Is Your Government Ready to Buy AI?
Key Takeaways
- •UK AI procurement doubled to £1.17bn (~$1.5bn) in 2025
- •US federal agencies spent $5.6bn on AI 2022‑2024
- •OCP released Buying AI guide with five procurement priorities
- •Emphasize strategy, staff AI literacy, cross‑team collaboration
- •Data management and agile open competition prevent vendor lock‑in
Summary
Governments are rapidly increasing AI spending, with the United Kingdom allocating about $1.5 billion in 2025—double the previous year. U.S. federal agencies have committed $5.6 billion to AI projects between 2022 and 2024. The Open Contracting Partnership (OCP) launched a “Buying AI” guide outlining five priorities, from strategy to data management and agile procurement. The guide urges governments to focus on outcomes, staff expertise, and open competition to avoid vendor lock‑in and preserve public trust.
Pulse Analysis
The surge in public‑sector AI investment reflects both the promise of efficiency gains and the peril of unchecked spending. In the UK, AI contracts jumped to roughly $1.5 billion in 2025, while U.S. federal agencies have already poured $5.6 billion into AI initiatives since 2022. This rapid outlay raises questions about governance, transparency, and the ability of procurement teams to evaluate sophisticated algorithms, especially as vendors vie for lucrative government contracts.

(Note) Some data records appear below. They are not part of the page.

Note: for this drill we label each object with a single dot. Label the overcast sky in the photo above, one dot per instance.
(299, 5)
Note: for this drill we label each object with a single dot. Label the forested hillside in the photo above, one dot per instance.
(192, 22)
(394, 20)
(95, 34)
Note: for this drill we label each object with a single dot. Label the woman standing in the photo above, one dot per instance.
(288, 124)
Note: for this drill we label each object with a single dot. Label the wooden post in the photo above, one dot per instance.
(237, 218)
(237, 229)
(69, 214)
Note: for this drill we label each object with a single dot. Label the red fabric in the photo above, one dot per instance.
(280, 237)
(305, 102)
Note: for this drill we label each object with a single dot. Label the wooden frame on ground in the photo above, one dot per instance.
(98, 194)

To address these challenges, the Open Contracting Partnership introduced its Buying AI guide, which distills best‑practice recommendations into five actionable priorities. Central to the framework is the development of a clear organizational AI strategy before any tender is issued, coupled with baseline AI literacy for procurement staff and end‑users. By breaking down silos between technology, program, and procurement units, governments can ask the right technical and ethical questions early, reducing the risk of costly re‑negotiations later in the contract lifecycle.
Looking ahead, the decisive factor will be outcome‑oriented procurement rather than technology‑centric buying. Robust data management—ensuring clean, interoperable datasets—underpins any successful AI deployment, while agile, open‑competition processes guard against vendor lock‑in and stimulate innovation. Governments that embed these principles can harness AI to improve service delivery, maintain public trust, and achieve better value for taxpayer dollars.